So, what of us? When we accept Jesus as our saviour, asking for his love and forgiveness, we also accept him as Lord, our Lord and Saviour. Jesus becomes our king. It is his who must reign from the throne of our hearts.
What does that look like in practice? Does it have any thing to say to the world of national and international politics? Paul affirms that all authorities exist because God allows them. (Romans13.1) It is only as they acknowledge that kingly rule from above that they will be truly fruitful. When Elizabeth was crowned Queen, she was presented with an orb as a sign of earthly power with these words:
Receive this Orb set under the Cross,
and remember that the whole world
is subject to the Power and Empire
of Christ our Redeemer.
It is the just and gentle rule of Christ for which we should unceasingly pray in our leaders.

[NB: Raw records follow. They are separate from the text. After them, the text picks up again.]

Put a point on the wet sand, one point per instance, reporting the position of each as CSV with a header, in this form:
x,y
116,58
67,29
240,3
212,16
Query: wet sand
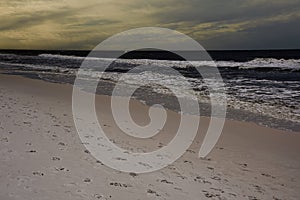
x,y
42,156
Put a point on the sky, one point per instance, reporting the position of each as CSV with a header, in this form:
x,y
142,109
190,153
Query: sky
x,y
215,24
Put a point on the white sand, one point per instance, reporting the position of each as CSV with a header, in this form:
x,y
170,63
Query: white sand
x,y
41,156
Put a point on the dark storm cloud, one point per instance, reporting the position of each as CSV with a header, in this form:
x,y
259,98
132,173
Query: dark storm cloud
x,y
217,24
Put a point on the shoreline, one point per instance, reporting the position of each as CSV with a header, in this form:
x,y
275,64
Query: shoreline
x,y
43,158
232,113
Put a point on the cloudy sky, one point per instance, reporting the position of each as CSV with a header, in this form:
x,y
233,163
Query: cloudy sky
x,y
216,24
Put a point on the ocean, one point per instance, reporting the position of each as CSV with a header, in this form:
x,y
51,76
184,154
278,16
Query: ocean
x,y
261,86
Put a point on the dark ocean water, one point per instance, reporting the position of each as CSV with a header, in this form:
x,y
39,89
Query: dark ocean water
x,y
262,86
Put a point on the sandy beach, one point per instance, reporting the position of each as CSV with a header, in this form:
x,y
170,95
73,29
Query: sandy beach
x,y
42,157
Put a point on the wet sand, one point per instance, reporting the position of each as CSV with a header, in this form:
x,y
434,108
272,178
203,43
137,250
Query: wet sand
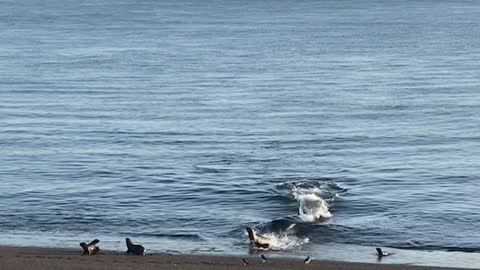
x,y
32,258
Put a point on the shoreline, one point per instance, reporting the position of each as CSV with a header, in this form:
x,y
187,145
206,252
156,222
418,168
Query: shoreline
x,y
51,258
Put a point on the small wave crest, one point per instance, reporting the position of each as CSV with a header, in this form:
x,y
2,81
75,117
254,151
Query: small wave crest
x,y
284,239
314,198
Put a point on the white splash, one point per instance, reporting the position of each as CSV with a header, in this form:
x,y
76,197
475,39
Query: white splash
x,y
311,206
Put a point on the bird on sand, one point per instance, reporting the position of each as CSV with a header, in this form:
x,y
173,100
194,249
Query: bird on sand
x,y
90,248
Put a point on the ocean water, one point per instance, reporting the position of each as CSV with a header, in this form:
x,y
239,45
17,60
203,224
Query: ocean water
x,y
332,127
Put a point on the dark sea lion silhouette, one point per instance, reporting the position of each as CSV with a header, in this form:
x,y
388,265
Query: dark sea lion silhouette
x,y
257,240
381,253
90,248
133,249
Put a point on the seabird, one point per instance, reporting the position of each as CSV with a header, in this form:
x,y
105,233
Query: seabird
x,y
90,248
257,240
382,253
133,249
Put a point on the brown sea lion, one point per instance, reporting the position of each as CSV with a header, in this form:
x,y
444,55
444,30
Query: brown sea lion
x,y
90,248
257,240
133,249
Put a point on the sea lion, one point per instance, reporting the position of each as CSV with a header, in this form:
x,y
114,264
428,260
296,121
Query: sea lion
x,y
381,253
133,249
257,240
90,248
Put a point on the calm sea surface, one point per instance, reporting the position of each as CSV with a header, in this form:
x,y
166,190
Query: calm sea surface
x,y
331,127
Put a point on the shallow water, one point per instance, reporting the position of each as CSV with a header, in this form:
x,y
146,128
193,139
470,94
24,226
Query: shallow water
x,y
179,123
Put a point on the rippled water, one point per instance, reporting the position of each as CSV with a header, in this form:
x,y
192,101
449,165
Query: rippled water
x,y
178,123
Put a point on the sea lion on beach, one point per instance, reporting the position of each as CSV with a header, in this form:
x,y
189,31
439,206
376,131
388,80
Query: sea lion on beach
x,y
257,240
133,249
90,248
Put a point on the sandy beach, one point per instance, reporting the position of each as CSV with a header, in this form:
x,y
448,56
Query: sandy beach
x,y
59,258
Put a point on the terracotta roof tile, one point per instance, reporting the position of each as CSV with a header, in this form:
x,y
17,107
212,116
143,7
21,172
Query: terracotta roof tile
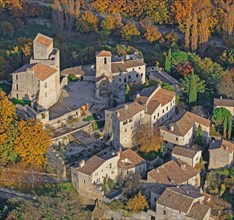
x,y
223,145
133,63
184,151
118,68
44,40
224,102
129,110
173,172
91,165
198,211
41,72
184,124
104,53
129,159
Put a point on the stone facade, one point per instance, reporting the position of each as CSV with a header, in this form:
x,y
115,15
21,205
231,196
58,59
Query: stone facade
x,y
182,131
117,71
221,154
39,81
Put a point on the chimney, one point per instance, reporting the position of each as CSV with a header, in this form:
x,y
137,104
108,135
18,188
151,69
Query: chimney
x,y
82,163
183,166
171,127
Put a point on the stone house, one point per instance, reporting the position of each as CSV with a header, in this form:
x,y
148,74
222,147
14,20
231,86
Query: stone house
x,y
117,71
125,121
90,175
225,103
191,156
39,81
131,162
221,154
158,103
182,202
182,131
174,173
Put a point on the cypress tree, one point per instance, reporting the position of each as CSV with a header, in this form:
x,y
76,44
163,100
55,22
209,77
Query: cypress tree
x,y
192,89
168,62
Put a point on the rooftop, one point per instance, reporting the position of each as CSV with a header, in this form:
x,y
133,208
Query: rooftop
x,y
104,53
185,123
129,159
128,111
173,172
44,40
184,151
41,72
224,102
222,145
91,165
180,199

And in our church, we need to constantly seek the Lord’s will. He is Lord of the church whether we are an episcopal church led by bishops or a congregational one. It should not be a quick perfunctory prayer before we all have a go at each other in a committee meeting but taking time to wait on God. Last month, a group of praying people have been especially praying and seeking God’s vision for our town and its churches. It is in such prophetic action, tested against scripture that we are ruled by our king.
For ourselves, our homes, our families. Many will know of the old words often written up in a prominent place: “Christ is the head of this house, the unseen guest of every meal, the silent listener to every conversation.” May those words be really true for us. We cannot always make a big difference in our world, but we can all start with the way we order our own back yards. Where all the household acknowledge Jesus as Lord, grace should be said at meals, music and language of worship heard and prayers uttered. If all are not believers, then pray daily for others to come to faith in Christ, that his kingdom may rule in your home as in heaven and make what space you can for Jesus to rule.
‘Give us a king’ the Jewish elders begged Samuel. When Pilate asked them ‘Shall I crucify your king?’ they shouted: ‘We have no King but Ceaser’ John 19.15 What do you say? Is Jesus your king?